You can also choose to work online full time and opt to live in a country where costs of living are low, such as countries in Africa, South America or Asia (Asia by far being a digital nomad’s favourite… I recommend Africa and South America for horse lovers though).
Slow travel allows you to spend less money on transport. Or, having less money for transport forces you to travel slowly. Flights are usually expensive, buses are usually cheap. In Africa, even renting a car by yourself and paying for border crossings is cheaper than flying to the next country. You’ll need to travel slowly to save as much money as possible. Money that can be better spent on a horse riding holiday! I also highly recommend staying in the same place for a long time, and either volunteer to get that horse riding holiday of your dreams, or house sit (free accommodation!) while you save up.
Work as much as you can in a country where wages are decent and costs of living aren’t too high. Sure, the wages in the US are higher than in Spain, but the costs of living are also ridiculously high. Wages in Spain are lower, but costs of living are almost nothing compared to the US. You need to find that lovely middle ground, and if your personality and mental health allows you to, work your ass off for a good five or six months to save up those big bucks and travel the world on horseback.
I used to rough it in between horse safaris, staying in tents that wouldn’t allow me to fully stretch my legs when lying down (I’m quite short, who are these tents made for??), sleeping on a mattress on the floor of a termite infested house, all that jazz. You definitely don’t have to go this far and I definitely left saving up too long, as I could have been working online the first three years of my adult traveling life too (and could've maybe afforded decent accommodation). You will sometimes have to rough it just a little bit though, but keep in mind how worth it it eventually will be! At some point, you’ll also be saving up more than needed for those precious horse riding adventures and you’ll be able to get a nice AirBnB instead of having to sleep yet another night in that tiny tent... You might have even earnt the money for that nice AirBnB by renting out your own home!

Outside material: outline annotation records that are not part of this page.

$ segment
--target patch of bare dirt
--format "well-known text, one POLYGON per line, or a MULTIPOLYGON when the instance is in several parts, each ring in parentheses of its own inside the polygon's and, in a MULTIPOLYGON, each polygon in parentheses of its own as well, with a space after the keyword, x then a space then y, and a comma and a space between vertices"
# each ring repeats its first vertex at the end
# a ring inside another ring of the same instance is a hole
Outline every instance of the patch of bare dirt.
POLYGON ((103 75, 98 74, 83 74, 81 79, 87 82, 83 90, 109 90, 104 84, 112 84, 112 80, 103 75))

This is probably the ultimate way of working online and traveling. Most start-ups nowadays are online businesses, and mine is no different. My dream for a long time has been to inspire people to pursue their passions of horses and travel, and this online business is designed to do exactly that. Not everyone wants and has to be an entrepreneur, but if you want to, you can! It’s never been easier to build your own website or online store, and it doesn’t matter if you’re selling a service or a material thing, you can do so on the world wide web. There will be a lot of competition, so you have to be unique in what you do. Thankfully every single one of us is unique though, and with perseverance and determination you’ll be able to successfully run your online business as you travel around the world riding horses in hundreds of different destinations.